Since NK/T-cell lymphomas are known to be sensitive to radiotherapy, one might speculate about the potential role of TBI in treatment success. However, to date, there is no sound evidence that TBI-based conditioning might be superior to chemotherapy conditioning in NK/T-cell lymphoma although the data basis for this is clearly limited [6]. Moreover, our patient received only reduced-dose TBI because he had been considered to be incapable of withstanding full-intensity myeloablative conditioning.

Finally, IVNKTL was associated with EBV which is a potent T-cell immunogen. EBV-specific T lymphocytes have been reported to exert anti-tumoral and anti-leukemic effects [9] and thus may have played a role in IVNKTL clearance observed here.

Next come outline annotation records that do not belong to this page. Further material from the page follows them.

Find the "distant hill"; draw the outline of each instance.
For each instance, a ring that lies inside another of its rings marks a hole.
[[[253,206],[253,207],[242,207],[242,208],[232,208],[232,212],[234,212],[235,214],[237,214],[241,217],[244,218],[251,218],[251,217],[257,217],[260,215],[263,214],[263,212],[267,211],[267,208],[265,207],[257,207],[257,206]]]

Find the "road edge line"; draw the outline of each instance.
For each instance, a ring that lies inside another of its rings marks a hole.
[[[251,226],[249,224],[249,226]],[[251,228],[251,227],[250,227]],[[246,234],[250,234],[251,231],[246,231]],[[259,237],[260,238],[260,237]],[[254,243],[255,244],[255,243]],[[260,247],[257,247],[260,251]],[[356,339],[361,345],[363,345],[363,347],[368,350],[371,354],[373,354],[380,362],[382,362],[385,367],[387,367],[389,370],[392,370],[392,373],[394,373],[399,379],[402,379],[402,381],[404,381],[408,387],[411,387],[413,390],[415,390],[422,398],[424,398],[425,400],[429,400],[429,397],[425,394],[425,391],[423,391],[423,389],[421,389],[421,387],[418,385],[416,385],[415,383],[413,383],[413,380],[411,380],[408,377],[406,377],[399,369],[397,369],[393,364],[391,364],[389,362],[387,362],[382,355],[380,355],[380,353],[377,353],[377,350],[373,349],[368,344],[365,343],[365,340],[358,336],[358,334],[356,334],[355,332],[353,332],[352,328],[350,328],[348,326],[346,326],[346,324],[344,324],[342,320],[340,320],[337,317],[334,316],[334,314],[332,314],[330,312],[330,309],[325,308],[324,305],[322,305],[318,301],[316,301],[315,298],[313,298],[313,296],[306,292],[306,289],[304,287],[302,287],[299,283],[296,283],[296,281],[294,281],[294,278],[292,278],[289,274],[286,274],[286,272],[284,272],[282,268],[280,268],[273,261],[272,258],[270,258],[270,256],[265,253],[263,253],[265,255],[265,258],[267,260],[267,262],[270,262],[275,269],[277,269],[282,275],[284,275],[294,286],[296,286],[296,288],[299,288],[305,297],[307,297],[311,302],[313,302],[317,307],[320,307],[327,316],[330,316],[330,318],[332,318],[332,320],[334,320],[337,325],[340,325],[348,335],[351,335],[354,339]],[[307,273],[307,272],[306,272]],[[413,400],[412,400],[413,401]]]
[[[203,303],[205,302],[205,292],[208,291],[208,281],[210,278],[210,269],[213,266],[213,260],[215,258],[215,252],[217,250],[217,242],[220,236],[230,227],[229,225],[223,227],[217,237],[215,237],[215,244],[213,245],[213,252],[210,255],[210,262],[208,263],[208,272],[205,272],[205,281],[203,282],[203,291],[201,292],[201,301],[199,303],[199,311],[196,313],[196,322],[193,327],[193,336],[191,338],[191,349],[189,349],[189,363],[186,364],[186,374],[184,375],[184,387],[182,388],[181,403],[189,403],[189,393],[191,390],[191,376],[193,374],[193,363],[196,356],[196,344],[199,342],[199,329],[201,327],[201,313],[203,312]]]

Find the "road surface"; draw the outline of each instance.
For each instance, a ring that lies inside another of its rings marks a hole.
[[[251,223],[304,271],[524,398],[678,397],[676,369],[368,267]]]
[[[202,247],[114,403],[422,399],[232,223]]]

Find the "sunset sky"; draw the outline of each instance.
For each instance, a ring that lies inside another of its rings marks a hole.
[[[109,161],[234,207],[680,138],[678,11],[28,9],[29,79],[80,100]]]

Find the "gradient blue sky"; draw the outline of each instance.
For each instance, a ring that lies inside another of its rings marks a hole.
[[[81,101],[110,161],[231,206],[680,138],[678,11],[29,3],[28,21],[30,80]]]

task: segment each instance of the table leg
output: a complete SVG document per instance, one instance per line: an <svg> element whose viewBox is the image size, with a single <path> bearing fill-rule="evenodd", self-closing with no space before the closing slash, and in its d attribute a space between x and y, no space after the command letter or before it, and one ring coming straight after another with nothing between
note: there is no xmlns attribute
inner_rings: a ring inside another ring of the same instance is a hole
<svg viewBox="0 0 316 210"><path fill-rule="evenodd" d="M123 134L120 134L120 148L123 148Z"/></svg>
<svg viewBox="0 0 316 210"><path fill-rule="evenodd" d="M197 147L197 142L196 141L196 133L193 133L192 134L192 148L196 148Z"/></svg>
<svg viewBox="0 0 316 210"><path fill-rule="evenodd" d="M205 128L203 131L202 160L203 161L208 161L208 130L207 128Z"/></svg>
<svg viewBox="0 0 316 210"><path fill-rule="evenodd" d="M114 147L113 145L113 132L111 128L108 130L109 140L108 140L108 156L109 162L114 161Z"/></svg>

Regarding IVNKTL not confined to the skin, we are aware of only a single case of alloHCT for this entity. This was a young woman who underwent haplo-identical transplantation for the refractory disease after having failed four lines of intensive chemotherapy [10]. Although transplant details including conditioning and disease response were not reported, the fact that this patient survived nine months before she succumbed to acute GVHD may suggest that IVNKTL progression at least was not a predominant contributor to the fatal outcome. If we consider, nevertheless, our patient’s course as proof of principle for the effectiveness of consolidating alloHCT in IVNKTL, the optimum timing of transplantation needs to be discussed. A recent randomized trial failed to prove the superiority of consolidating first-line alloHCT over autologous hematopoietic cell transplantation in patients with peripheral T-cell lymphoma [11]. However, this trial did not include patients with NK/T-cell lymphoma. Thus, given the poor efficacy of standard first-line therapy in IVNKTL [4], there might be some rationale for considering alloHCT as soon as a response is achieved, similar to other highly aggressive rare peripheral T-cell lymphoma [12].

In summary, our report suggests that long-term survival can be achieved in patients with non-cutaneous IVNKTL and provides evidence that alloHCT should be proactively considered in patients with the chemosensitive disease.